= Fire challenge =

Internet challenge

Glass cleaner burning in a performer's bare hand

The fire challenge is an internet challenge which involves applying flammable liquids to one's body and then setting the liquids aflame, while being video recorded; the footage is then posted to social media sites. Firefighters, police officers and media sources have criticized and spoken out against the activity, hoping to dissuade individuals from trying it due to its harmful nature.

The first known fire challenge video was uploaded in 2012. The activity gained mainstream media attention in 2014.

==Effect==
Immediate first through second degree burns are the direct results of undergoing the activity. One teenager from Kentucky who participated in the challenge described the subsequent pain as "unbearable."
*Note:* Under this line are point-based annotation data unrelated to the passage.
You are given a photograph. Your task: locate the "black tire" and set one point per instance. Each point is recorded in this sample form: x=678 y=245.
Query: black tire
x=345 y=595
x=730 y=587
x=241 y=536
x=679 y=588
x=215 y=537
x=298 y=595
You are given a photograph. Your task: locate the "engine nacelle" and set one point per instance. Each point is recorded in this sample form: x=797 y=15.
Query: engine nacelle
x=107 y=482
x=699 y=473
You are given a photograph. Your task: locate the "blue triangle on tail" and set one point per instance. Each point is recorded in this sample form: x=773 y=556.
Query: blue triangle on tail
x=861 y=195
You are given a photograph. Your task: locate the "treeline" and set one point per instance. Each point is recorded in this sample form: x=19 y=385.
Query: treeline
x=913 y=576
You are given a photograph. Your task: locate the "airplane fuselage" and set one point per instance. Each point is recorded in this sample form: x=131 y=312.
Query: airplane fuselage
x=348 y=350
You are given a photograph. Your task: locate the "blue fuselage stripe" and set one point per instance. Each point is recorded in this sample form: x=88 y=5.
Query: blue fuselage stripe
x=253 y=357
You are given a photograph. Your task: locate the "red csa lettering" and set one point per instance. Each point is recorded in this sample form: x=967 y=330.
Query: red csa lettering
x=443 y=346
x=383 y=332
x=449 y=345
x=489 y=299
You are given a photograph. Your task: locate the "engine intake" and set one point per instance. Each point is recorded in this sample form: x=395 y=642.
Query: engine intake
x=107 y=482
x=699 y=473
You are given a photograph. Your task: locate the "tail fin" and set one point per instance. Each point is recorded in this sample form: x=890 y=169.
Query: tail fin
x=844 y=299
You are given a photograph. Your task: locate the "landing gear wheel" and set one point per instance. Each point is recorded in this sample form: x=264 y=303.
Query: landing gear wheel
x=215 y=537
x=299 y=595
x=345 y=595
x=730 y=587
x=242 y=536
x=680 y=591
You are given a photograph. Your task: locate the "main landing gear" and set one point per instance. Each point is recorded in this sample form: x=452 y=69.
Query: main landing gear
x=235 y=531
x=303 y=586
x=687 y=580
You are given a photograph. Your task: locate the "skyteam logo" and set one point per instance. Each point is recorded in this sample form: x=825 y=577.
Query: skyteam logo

In addition to the obvious dangers, many participants run away in panic without dousing the flames first, allowing the oxygen to cause the flames to spread more easily. Another immediate danger is the participants inhaling superheated air, which can then damage the lungs.

==Reactions==
Writing for The Huffington Post, in response to viewing a video of a youth attempting the challenge, Andres Jauregui stated on the behalf of his coworkers:
"We're basically speechless. We hang out with guys who eat lightbulbs, and we're still shocked. Granted, those guys are trained professional performers, where as [sic] this appears to be a misguided youth. The scariest part is that he's not the only person who is doing this."

Writing for The Washington Post, Caitlin Dewey noted "YouTube has known its fair share of dangerous, destructive and ill-advised trends, but even by those standards, the 'fire challenge' hits new lows."

Multiple local and state fire departments have spoken out against the fire challenge, often citing the significant harm and the unpredictability of fire for their reasoning.